GDAL on Databricks Cluster Runtime 12.2 LTS


I need gdal in my course work.

After reading this post, I used init script as follows to install gdal into runtime 12.2 LTS

dbutils.fs.put("/databricks/scripts/gdal_install.sh","""
#!/bin/bash
sudo add-apt-repository ppa:ubuntugis/ppa
sudo apt-get update
sudo apt-get install -y cmake gdal-bin libgdal-dev python3-gdal""",
True)

The init script ran and cluster could start properly but when i run import gdal in notebook, i get the following error:

ModuleNotFoundError: No module named 'gdal'

I also tried installing gdal into the cluster via Maven repository, it does not work either.

May I know what I can do to get gdal installed properly?

Thank you.


Solution

  • You can follow below way to install GDAL.
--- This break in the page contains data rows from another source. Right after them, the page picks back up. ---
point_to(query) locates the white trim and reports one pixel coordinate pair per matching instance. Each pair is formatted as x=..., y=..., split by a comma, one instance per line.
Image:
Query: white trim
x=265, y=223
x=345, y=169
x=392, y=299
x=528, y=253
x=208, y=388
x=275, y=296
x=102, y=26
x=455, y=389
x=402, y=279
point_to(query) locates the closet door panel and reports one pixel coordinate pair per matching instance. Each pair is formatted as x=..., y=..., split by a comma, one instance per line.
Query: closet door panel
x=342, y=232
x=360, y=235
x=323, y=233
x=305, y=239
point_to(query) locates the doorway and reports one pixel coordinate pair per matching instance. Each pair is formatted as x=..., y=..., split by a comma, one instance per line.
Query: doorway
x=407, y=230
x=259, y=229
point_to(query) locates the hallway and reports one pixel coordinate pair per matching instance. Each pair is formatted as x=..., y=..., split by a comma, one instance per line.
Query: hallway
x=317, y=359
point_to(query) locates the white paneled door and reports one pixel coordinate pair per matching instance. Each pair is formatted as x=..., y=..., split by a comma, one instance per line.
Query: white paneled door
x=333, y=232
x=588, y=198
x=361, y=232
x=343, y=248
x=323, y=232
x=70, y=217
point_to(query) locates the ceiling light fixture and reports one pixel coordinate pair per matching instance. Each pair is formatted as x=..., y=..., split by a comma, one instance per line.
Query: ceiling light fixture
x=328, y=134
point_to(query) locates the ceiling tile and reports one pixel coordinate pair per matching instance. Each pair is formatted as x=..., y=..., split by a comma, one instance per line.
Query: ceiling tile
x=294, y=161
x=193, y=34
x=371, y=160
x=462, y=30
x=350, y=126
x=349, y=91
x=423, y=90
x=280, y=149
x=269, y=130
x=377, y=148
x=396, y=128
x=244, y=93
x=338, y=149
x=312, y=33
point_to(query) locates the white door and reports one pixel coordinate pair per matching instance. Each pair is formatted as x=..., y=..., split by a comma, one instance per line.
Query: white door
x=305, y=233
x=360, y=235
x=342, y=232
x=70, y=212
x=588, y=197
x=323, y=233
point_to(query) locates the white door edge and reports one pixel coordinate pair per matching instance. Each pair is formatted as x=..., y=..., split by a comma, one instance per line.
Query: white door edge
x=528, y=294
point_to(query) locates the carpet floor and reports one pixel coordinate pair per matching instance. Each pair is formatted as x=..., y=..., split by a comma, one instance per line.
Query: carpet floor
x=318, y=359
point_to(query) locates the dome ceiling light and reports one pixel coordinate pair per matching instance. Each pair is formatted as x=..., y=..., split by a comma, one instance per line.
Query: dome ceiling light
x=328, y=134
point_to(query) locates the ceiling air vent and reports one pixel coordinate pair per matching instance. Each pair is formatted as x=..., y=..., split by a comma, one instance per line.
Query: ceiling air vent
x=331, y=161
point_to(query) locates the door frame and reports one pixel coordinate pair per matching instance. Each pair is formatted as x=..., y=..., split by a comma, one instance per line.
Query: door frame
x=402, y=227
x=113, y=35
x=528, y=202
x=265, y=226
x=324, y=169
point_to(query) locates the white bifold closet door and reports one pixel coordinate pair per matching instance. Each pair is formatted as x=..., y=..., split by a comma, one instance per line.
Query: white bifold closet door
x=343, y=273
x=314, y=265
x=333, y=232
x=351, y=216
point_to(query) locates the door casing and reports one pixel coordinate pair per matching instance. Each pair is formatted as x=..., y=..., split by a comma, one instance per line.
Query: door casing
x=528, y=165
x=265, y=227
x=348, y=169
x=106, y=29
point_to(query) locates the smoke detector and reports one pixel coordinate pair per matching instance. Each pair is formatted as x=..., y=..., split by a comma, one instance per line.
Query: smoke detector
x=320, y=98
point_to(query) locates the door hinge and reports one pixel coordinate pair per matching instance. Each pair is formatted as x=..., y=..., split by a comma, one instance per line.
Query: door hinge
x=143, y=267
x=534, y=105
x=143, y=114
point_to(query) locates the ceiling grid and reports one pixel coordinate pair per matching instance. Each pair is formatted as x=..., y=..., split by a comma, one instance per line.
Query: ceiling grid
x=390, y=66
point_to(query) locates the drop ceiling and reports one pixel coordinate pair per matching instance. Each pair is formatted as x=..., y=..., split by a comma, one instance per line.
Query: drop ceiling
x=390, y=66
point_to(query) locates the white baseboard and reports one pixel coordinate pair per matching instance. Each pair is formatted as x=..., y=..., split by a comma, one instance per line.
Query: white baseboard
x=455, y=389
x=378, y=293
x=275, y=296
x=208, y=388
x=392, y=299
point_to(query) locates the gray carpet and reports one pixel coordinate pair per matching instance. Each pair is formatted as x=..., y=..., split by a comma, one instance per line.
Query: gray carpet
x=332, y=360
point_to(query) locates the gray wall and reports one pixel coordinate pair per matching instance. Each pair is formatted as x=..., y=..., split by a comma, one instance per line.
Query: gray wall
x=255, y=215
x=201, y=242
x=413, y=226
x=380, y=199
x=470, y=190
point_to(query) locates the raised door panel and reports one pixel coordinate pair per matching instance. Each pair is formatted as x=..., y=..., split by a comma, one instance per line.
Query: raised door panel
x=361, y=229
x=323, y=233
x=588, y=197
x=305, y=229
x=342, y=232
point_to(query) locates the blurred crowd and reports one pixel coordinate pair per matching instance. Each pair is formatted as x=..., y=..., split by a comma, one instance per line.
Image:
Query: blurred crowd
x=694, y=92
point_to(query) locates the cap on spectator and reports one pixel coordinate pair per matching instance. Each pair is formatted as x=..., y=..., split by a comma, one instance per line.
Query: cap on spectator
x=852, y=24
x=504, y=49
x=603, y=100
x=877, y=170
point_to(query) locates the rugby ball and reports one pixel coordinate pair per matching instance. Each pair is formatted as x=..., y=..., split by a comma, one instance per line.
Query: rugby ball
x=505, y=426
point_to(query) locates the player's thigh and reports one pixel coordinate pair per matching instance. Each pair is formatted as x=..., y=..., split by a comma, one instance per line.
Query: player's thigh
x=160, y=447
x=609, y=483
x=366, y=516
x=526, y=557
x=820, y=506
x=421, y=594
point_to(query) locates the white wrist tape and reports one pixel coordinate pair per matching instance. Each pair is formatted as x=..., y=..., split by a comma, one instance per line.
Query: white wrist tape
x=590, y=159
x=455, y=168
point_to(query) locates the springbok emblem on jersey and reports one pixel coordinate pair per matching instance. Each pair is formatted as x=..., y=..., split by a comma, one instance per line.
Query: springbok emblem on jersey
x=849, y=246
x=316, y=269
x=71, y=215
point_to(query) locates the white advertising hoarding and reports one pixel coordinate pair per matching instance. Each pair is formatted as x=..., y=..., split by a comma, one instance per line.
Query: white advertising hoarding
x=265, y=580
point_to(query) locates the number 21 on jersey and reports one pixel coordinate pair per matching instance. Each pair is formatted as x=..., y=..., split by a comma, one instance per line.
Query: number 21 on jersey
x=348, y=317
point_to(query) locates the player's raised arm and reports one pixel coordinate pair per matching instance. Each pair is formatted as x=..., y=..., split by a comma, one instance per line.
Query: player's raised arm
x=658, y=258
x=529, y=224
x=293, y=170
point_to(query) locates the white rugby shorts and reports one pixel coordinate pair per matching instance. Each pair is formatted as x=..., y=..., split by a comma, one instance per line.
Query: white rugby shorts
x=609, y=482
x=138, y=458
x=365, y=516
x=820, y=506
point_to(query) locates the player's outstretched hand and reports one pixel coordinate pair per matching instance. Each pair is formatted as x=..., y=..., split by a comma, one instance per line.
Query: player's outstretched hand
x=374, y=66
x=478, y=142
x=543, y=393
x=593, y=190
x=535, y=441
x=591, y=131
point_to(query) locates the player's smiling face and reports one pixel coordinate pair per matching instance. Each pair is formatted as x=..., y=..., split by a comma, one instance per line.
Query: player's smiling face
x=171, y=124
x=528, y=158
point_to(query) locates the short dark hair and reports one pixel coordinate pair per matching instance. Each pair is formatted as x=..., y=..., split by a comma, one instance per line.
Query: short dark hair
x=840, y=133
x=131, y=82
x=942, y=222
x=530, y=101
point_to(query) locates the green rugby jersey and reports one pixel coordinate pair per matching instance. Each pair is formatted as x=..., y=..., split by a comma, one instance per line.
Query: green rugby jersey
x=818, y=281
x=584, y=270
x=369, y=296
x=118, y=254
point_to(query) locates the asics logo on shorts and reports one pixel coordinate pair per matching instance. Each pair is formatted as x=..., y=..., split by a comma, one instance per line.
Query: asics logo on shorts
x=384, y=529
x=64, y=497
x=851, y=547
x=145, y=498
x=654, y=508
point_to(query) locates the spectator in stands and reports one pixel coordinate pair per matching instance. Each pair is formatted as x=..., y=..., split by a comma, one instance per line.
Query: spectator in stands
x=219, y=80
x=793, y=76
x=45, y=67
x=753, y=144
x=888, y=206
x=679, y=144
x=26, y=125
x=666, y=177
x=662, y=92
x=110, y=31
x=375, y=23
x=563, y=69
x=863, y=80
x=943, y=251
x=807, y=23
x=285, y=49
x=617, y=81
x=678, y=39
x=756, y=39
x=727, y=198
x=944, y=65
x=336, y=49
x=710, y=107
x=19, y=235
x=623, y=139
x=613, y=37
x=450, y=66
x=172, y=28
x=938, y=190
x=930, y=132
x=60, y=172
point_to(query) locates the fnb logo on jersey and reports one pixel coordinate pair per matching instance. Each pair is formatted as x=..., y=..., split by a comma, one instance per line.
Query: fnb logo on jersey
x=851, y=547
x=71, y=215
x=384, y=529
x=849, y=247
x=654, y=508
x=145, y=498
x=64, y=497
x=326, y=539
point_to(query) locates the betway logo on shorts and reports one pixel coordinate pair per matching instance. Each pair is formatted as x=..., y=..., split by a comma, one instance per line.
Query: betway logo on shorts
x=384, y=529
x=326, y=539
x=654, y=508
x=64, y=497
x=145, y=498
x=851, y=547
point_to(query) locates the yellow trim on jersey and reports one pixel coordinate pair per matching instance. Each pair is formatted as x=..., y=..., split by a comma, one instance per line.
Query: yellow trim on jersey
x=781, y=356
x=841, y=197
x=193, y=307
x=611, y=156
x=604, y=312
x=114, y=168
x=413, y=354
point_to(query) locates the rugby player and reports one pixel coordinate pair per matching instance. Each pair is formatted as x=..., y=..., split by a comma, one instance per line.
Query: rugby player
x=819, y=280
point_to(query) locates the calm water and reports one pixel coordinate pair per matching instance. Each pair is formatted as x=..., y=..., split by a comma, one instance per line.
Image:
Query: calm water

    Alter the code in your init script as below and restart the cluster.

    dbutils.fs.put("/databricks/scripts/gdal_install.sh","""
    #!/bin/bash
    sudo add-apt-repository ppa:ubuntugis/ppa
    sudo apt-get update
    sudo apt-get install -y libgdal-dev""",
    True)
    

    enter image description here

    After, restarting check the header version as below.

    %sh
    gdal-config --version
    

    enter image description here

    And the same version of gdal should be installed via pip.

    Here, I got 3.3.2.

    pip install GDAL==3.3.2
    

    Output:

    enter image description here

    After pip install your import statements will work.